А неунывающий мичман хохочет.
– Послушай, баронесса, откуда на линейном корабле «Гангут» полено? Линкор – это ведь не дворницкая на Обводном канале!
– Не знаю. Наверное, припасли заранее. Так написано и в газетах… Бази-иль! Еще два «флага», – под-нять!
– Есть два «флага», – репетуют в буфете…
Тут Вальронд, по младости лет, не удержался и ляпнул очередной «гаф» (так называлась на крейсере любая оплошка).
– Баронесса, – сказал мичман, – а ты не боишься за сходство твоей фамилии с фамилией твоего кузена?
И минер, глядя прямо в глаза Женьке, ответил:
– Это – гаф! И нескромный гаф! Твоя фамилия, Женечка, для наших матросов ничуть не лучше моей.
Мичман малость смутился:
– Да, но мы из французов… Мы – тверские французы!
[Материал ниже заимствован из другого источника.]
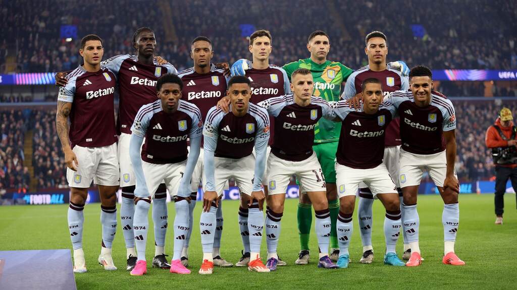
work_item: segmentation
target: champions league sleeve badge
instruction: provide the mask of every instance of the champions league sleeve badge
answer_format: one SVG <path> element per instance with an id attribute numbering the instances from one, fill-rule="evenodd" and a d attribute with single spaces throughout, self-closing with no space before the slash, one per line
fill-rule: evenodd
<path id="1" fill-rule="evenodd" d="M 161 76 L 161 67 L 156 67 L 155 68 L 155 76 L 160 77 Z"/>
<path id="2" fill-rule="evenodd" d="M 111 82 L 111 77 L 110 76 L 110 74 L 108 73 L 104 73 L 102 74 L 102 75 L 104 76 L 104 78 L 106 79 L 106 80 L 108 82 Z"/>

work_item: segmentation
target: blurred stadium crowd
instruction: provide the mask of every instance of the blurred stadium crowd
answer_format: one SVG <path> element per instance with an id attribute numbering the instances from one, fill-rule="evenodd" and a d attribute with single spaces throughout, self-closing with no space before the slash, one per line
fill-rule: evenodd
<path id="1" fill-rule="evenodd" d="M 517 23 L 508 21 L 517 18 L 514 1 L 438 0 L 422 5 L 410 0 L 404 2 L 403 9 L 400 1 L 383 0 L 299 0 L 296 5 L 275 0 L 171 0 L 166 5 L 169 10 L 163 2 L 3 1 L 0 19 L 5 36 L 0 63 L 16 41 L 19 71 L 69 70 L 80 61 L 79 36 L 101 36 L 105 59 L 133 53 L 133 32 L 143 26 L 155 29 L 158 53 L 178 70 L 192 65 L 189 44 L 197 35 L 211 39 L 217 61 L 233 62 L 249 56 L 242 36 L 251 33 L 243 34 L 239 25 L 253 23 L 256 29 L 271 31 L 271 62 L 279 65 L 305 57 L 307 36 L 320 29 L 330 36 L 329 59 L 353 69 L 367 64 L 363 38 L 373 30 L 388 36 L 390 59 L 434 69 L 517 68 Z M 60 39 L 64 25 L 76 26 L 78 38 L 69 42 Z"/>
<path id="2" fill-rule="evenodd" d="M 307 57 L 307 36 L 322 29 L 330 36 L 329 59 L 358 69 L 367 64 L 364 36 L 378 29 L 388 38 L 388 59 L 402 59 L 410 66 L 517 69 L 517 23 L 508 21 L 517 19 L 514 1 L 437 0 L 422 5 L 421 1 L 410 0 L 404 2 L 403 9 L 399 1 L 383 0 L 299 0 L 296 5 L 275 0 L 93 0 L 87 3 L 17 0 L 2 3 L 0 65 L 6 63 L 14 49 L 18 72 L 73 69 L 81 61 L 77 52 L 81 36 L 89 33 L 104 40 L 104 59 L 133 54 L 133 33 L 144 26 L 155 31 L 157 54 L 178 70 L 193 65 L 190 43 L 198 35 L 212 40 L 215 61 L 231 63 L 250 57 L 245 36 L 255 29 L 271 32 L 273 49 L 270 62 L 279 65 Z M 448 9 L 444 10 L 444 6 Z M 63 16 L 53 16 L 56 14 Z M 246 25 L 249 23 L 253 26 Z M 78 38 L 70 41 L 60 38 L 62 25 L 75 26 Z M 484 89 L 482 82 L 442 82 L 439 88 L 449 96 L 481 96 Z M 516 92 L 497 86 L 492 90 L 496 96 L 515 96 Z M 44 99 L 55 101 L 55 98 L 49 94 Z M 28 94 L 0 93 L 0 103 L 33 100 Z M 517 102 L 497 102 L 453 101 L 459 121 L 456 169 L 461 181 L 493 175 L 491 155 L 484 146 L 485 132 L 503 105 L 517 112 Z M 32 179 L 36 179 L 33 182 L 38 190 L 66 187 L 55 118 L 52 109 L 0 110 L 0 194 L 7 188 L 26 189 Z M 25 139 L 29 131 L 32 145 L 24 148 L 28 146 Z M 25 160 L 24 150 L 32 150 L 32 160 Z"/>

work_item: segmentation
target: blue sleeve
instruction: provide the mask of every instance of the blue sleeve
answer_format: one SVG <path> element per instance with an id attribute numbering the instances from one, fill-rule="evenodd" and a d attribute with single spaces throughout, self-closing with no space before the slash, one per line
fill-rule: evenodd
<path id="1" fill-rule="evenodd" d="M 142 157 L 140 156 L 140 148 L 143 141 L 143 137 L 134 134 L 131 134 L 129 141 L 129 158 L 131 158 L 133 170 L 136 178 L 136 187 L 134 190 L 134 195 L 140 198 L 150 195 L 145 183 L 144 170 L 142 168 Z"/>
<path id="2" fill-rule="evenodd" d="M 352 74 L 348 77 L 345 84 L 345 88 L 343 91 L 343 94 L 341 95 L 341 99 L 348 100 L 354 98 L 357 94 L 357 91 L 355 89 L 355 74 Z"/>
<path id="3" fill-rule="evenodd" d="M 218 129 L 221 121 L 221 118 L 218 118 L 219 116 L 212 116 L 217 115 L 216 110 L 217 110 L 216 107 L 213 107 L 208 111 L 205 121 L 204 128 L 203 130 L 203 136 L 204 137 L 203 169 L 206 178 L 204 189 L 205 190 L 211 191 L 216 190 L 214 155 L 216 148 L 217 148 L 217 138 L 219 136 Z M 212 120 L 211 122 L 209 122 L 209 120 Z"/>

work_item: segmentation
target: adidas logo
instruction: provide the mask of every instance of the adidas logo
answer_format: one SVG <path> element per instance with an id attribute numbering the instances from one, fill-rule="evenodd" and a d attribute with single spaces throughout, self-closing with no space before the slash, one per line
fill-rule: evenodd
<path id="1" fill-rule="evenodd" d="M 361 122 L 359 121 L 359 120 L 356 120 L 355 122 L 352 123 L 352 125 L 355 125 L 356 126 L 360 126 Z"/>

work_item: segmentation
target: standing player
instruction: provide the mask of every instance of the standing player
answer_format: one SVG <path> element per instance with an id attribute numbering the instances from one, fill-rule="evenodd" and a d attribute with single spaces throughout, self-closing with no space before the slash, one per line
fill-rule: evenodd
<path id="1" fill-rule="evenodd" d="M 300 188 L 312 202 L 316 215 L 316 232 L 320 246 L 318 267 L 336 266 L 328 256 L 330 213 L 321 166 L 312 149 L 314 127 L 322 117 L 332 119 L 329 104 L 313 96 L 312 75 L 307 69 L 298 69 L 291 75 L 293 94 L 269 99 L 258 104 L 276 118 L 276 135 L 268 160 L 269 210 L 266 213 L 267 267 L 276 270 L 277 247 L 280 220 L 291 176 L 300 181 Z"/>
<path id="2" fill-rule="evenodd" d="M 82 248 L 83 210 L 92 180 L 99 188 L 102 210 L 99 263 L 106 270 L 116 270 L 111 257 L 117 229 L 115 193 L 119 183 L 113 100 L 116 83 L 112 72 L 100 67 L 104 49 L 100 37 L 92 34 L 83 37 L 79 53 L 84 64 L 69 74 L 66 86 L 59 89 L 56 115 L 70 188 L 68 228 L 73 246 L 73 271 L 86 271 Z"/>
<path id="3" fill-rule="evenodd" d="M 267 30 L 257 30 L 250 36 L 248 50 L 251 53 L 253 62 L 250 62 L 249 61 L 246 62 L 246 65 L 249 65 L 251 67 L 246 71 L 246 76 L 251 82 L 251 101 L 254 104 L 257 104 L 270 98 L 283 95 L 291 92 L 289 77 L 285 71 L 281 68 L 269 64 L 269 55 L 273 49 L 272 41 L 271 34 Z M 218 104 L 223 111 L 226 112 L 229 111 L 229 103 L 230 98 L 225 98 Z M 267 156 L 271 152 L 270 146 L 272 144 L 275 136 L 274 120 L 271 119 L 270 123 L 271 136 L 269 137 L 269 142 L 266 154 L 266 163 Z M 264 187 L 264 194 L 266 195 L 266 204 L 269 204 L 267 176 L 266 168 L 262 176 L 262 185 Z M 244 202 L 244 200 L 241 199 L 238 218 L 244 251 L 242 251 L 242 256 L 240 258 L 240 260 L 235 264 L 235 266 L 237 267 L 247 266 L 250 261 L 250 239 L 248 232 L 248 208 L 247 203 Z M 219 206 L 220 207 L 220 205 Z M 269 210 L 268 207 L 266 207 L 266 212 Z M 286 265 L 285 262 L 278 260 L 278 266 Z"/>
<path id="4" fill-rule="evenodd" d="M 140 108 L 131 128 L 130 153 L 138 180 L 133 224 L 139 257 L 131 275 L 147 272 L 148 212 L 151 196 L 162 181 L 170 194 L 175 196 L 174 254 L 170 271 L 190 273 L 181 264 L 180 258 L 189 228 L 190 179 L 199 157 L 203 121 L 201 113 L 195 105 L 180 100 L 183 86 L 181 80 L 176 75 L 160 77 L 156 83 L 159 100 Z M 190 138 L 190 153 L 187 149 L 187 137 Z M 145 143 L 142 147 L 144 137 Z"/>
<path id="5" fill-rule="evenodd" d="M 194 67 L 178 74 L 178 76 L 181 78 L 184 84 L 181 90 L 181 98 L 183 100 L 197 106 L 201 111 L 203 120 L 204 120 L 208 110 L 226 94 L 227 79 L 224 76 L 223 70 L 217 69 L 215 65 L 211 63 L 214 51 L 210 39 L 204 36 L 198 36 L 192 41 L 191 47 L 190 57 L 194 61 Z M 181 258 L 181 263 L 185 267 L 188 266 L 189 243 L 194 219 L 192 213 L 195 206 L 197 189 L 203 176 L 203 150 L 202 150 L 192 178 L 192 194 L 189 204 L 190 223 Z M 231 267 L 233 265 L 221 257 L 220 253 L 223 222 L 222 207 L 220 202 L 217 208 L 217 225 L 214 241 L 214 264 L 219 267 Z"/>
<path id="6" fill-rule="evenodd" d="M 444 95 L 432 91 L 431 70 L 415 67 L 409 73 L 410 90 L 391 94 L 391 101 L 400 115 L 400 181 L 404 194 L 402 222 L 411 247 L 407 266 L 421 263 L 418 245 L 419 220 L 417 195 L 427 168 L 444 200 L 444 264 L 463 265 L 454 251 L 460 222 L 460 185 L 454 166 L 456 157 L 456 117 L 454 106 Z M 445 144 L 443 140 L 445 140 Z"/>
<path id="7" fill-rule="evenodd" d="M 120 221 L 126 241 L 128 270 L 132 270 L 137 260 L 133 231 L 136 178 L 129 156 L 131 126 L 139 109 L 144 105 L 156 100 L 155 87 L 158 78 L 166 73 L 177 73 L 170 63 L 158 65 L 158 61 L 153 57 L 156 45 L 153 30 L 148 27 L 142 27 L 133 36 L 133 47 L 137 51 L 136 56 L 121 55 L 102 62 L 102 66 L 113 71 L 118 80 L 120 102 L 117 123 L 120 134 L 118 138 L 118 159 L 122 187 Z M 168 225 L 166 195 L 165 184 L 162 183 L 156 190 L 153 200 L 156 245 L 153 266 L 164 269 L 170 267 L 164 250 Z"/>
<path id="8" fill-rule="evenodd" d="M 345 85 L 342 99 L 348 100 L 362 92 L 362 84 L 365 79 L 370 78 L 376 78 L 381 81 L 385 95 L 387 95 L 390 92 L 409 89 L 409 80 L 407 77 L 403 76 L 400 70 L 392 68 L 391 66 L 386 65 L 387 41 L 386 36 L 381 31 L 374 31 L 366 36 L 364 40 L 366 44 L 364 53 L 368 56 L 368 65 L 350 75 Z M 400 189 L 398 178 L 397 178 L 399 176 L 399 154 L 401 145 L 399 124 L 399 119 L 396 118 L 386 128 L 385 134 L 386 148 L 384 149 L 383 161 L 391 176 L 397 179 L 395 184 L 402 203 L 402 191 Z M 373 203 L 373 195 L 370 189 L 364 186 L 364 184 L 361 184 L 360 185 L 359 196 L 357 215 L 363 247 L 363 254 L 359 262 L 369 264 L 373 261 L 373 248 L 372 246 L 373 220 L 372 205 Z M 405 236 L 405 232 L 403 231 L 403 233 L 404 236 Z M 406 239 L 404 238 L 404 240 L 406 243 L 404 245 L 404 253 L 403 258 L 408 260 L 411 250 L 406 241 Z"/>
<path id="9" fill-rule="evenodd" d="M 330 49 L 330 39 L 325 32 L 316 30 L 309 37 L 307 50 L 311 56 L 287 63 L 282 67 L 288 77 L 298 68 L 311 71 L 314 80 L 313 94 L 327 101 L 339 100 L 341 84 L 346 80 L 352 70 L 337 61 L 327 60 Z M 232 71 L 236 74 L 247 74 L 245 70 L 247 66 L 243 65 L 246 60 L 239 60 L 232 66 Z M 291 80 L 291 79 L 290 79 Z M 334 160 L 339 140 L 341 123 L 321 120 L 314 128 L 314 146 L 316 153 L 325 178 L 327 184 L 327 198 L 330 211 L 332 221 L 330 231 L 330 248 L 332 259 L 336 261 L 339 256 L 338 240 L 336 232 L 336 221 L 339 211 L 339 202 L 336 187 L 336 171 Z M 311 201 L 306 195 L 300 194 L 298 207 L 298 228 L 300 234 L 301 250 L 296 263 L 306 264 L 309 263 L 309 239 L 312 223 Z"/>
<path id="10" fill-rule="evenodd" d="M 241 198 L 248 201 L 249 206 L 248 230 L 251 259 L 248 268 L 250 271 L 269 271 L 260 257 L 265 199 L 261 186 L 269 138 L 269 118 L 265 110 L 249 102 L 251 91 L 251 83 L 246 77 L 232 78 L 227 92 L 231 100 L 231 112 L 224 113 L 214 106 L 206 117 L 203 131 L 206 181 L 203 184 L 203 212 L 200 222 L 203 262 L 200 274 L 212 273 L 219 197 L 226 181 L 232 178 L 245 194 Z M 254 146 L 256 159 L 252 154 Z"/>
<path id="11" fill-rule="evenodd" d="M 384 263 L 405 265 L 395 251 L 402 227 L 400 201 L 393 179 L 383 162 L 384 133 L 396 109 L 393 106 L 381 104 L 382 83 L 376 78 L 363 80 L 361 91 L 364 103 L 360 111 L 349 108 L 345 101 L 338 103 L 334 110 L 343 123 L 336 164 L 340 198 L 337 224 L 340 245 L 337 264 L 340 268 L 348 266 L 348 245 L 353 230 L 352 215 L 356 194 L 361 183 L 371 189 L 374 196 L 386 208 Z"/>
<path id="12" fill-rule="evenodd" d="M 126 243 L 128 270 L 136 263 L 134 250 L 133 217 L 134 214 L 134 189 L 136 179 L 129 157 L 131 126 L 139 109 L 144 105 L 156 100 L 155 85 L 162 74 L 177 73 L 170 63 L 162 64 L 163 60 L 155 58 L 156 48 L 154 33 L 149 27 L 141 27 L 133 35 L 133 47 L 136 55 L 120 55 L 102 62 L 101 67 L 113 72 L 117 76 L 120 102 L 117 120 L 118 138 L 117 153 L 120 164 L 120 185 L 122 187 L 120 221 Z M 58 77 L 56 83 L 66 84 Z M 155 225 L 155 259 L 154 267 L 168 269 L 164 251 L 167 231 L 167 204 L 164 184 L 160 184 L 153 199 L 153 220 Z"/>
Вальронды со времен Екатерины Великой служили на русском флоте.
– О том, кому они служили и с каких времен, это ты можешь рассказывать матросам на уроке словесности.
В кают-компании с крахмальным шорохом свежего белья появился лейтенант фон Ландсберг; сейчас он собирался в Париж дня на три, а вернется оттуда – как старая тряпка, которую впору выбросить, и потом будет отсыпаться в каюте.
– О чем, господа? – спросил он, присаживаясь к роялю.
– О немцах, – ответил Вальронд. – О немцах на флоте.
Фон Ландсберг небрежно пробежал пальцами по клавишам:
Флот имперской метрополии,
Он не жмется к берегам.
Далеко от Галлиполи
До прекрасных наших дам.
В Гельсингфорсе по эспланаде
Мы пройдемся вечерком…
– И еще – гаф! – раздраженно заметил Фиттингоф. – Немцы на флоте, немцы в армии, немцы при дворе… К чему все это?
Хлопнула крышка рояля – фон Ландсберг вмешался в спор:
– Погоди, баронесса, мы здесь люди свои, и никакого гафа от Женьки нет. А что есть? Есть: антинемецкие настроения на флоте, которые очень скрытно представляют собой настроения антивоенные. Антивоенные – это почти большевистские. Но известно ли вам, что когда матросов с «Гангута» судили, то прокурор назвал их «неразумными патриотами»? Патриотами, именно патриотами! – подчеркнул фон Ландсберг.
Тут Женька Вальронд встал.
– Комедь ломаете? – выпалил он. – Где это видано, чтобы в России казнили людей за то, что они искренне любят Россию?
– Они выступали против нас, – сказал Фиттингоф. – Против офицерского корпуса… А ты ничего не понял.
– Ну конечно, – обиделся мичман. – Где уж мне, французу из Торжка, понять вас… немцев с Васильевского острова?
Обиженный, он снова заперся в одиночестве. И слышал, как в соседнюю каюту мичмана Носкова тихо кто-то скребся… «Ну конечно же, это опять Харченко!»
Машинный унтер-офицер Тимофей Харченко деловит.
– Ваши благородия, – говорит он мичману Носкову, – самые трохи обеспокою. Ежели, скажем, давление пара на площадь котла… опять же и кофициента. Берем мы эту кофициенту и делим ее на удельный вес пара… Потому как я практик и башкою не понимаю… Практик!
Носков, тихий карась-идеалист, выслушивает длинное матросское предисловие, потом хлопает по койке:
– Садись. Растолкую…
Дело в том, что Харченко мучается – уже третий год. Мучается ужасно – творчески. Школа машинных подпрапорщиков в Кронштадте манит его, ласково и отрадно. Выбиться! Только бы получить погоны, стать на первую ступеньку той сверкающей лестницы, по которой легко взлетают благородные господа офицеры. А потом, годам к сорока, можно и на торговый флот. Там-то уж хозяин! Только бы вот сейчас… Выбиться!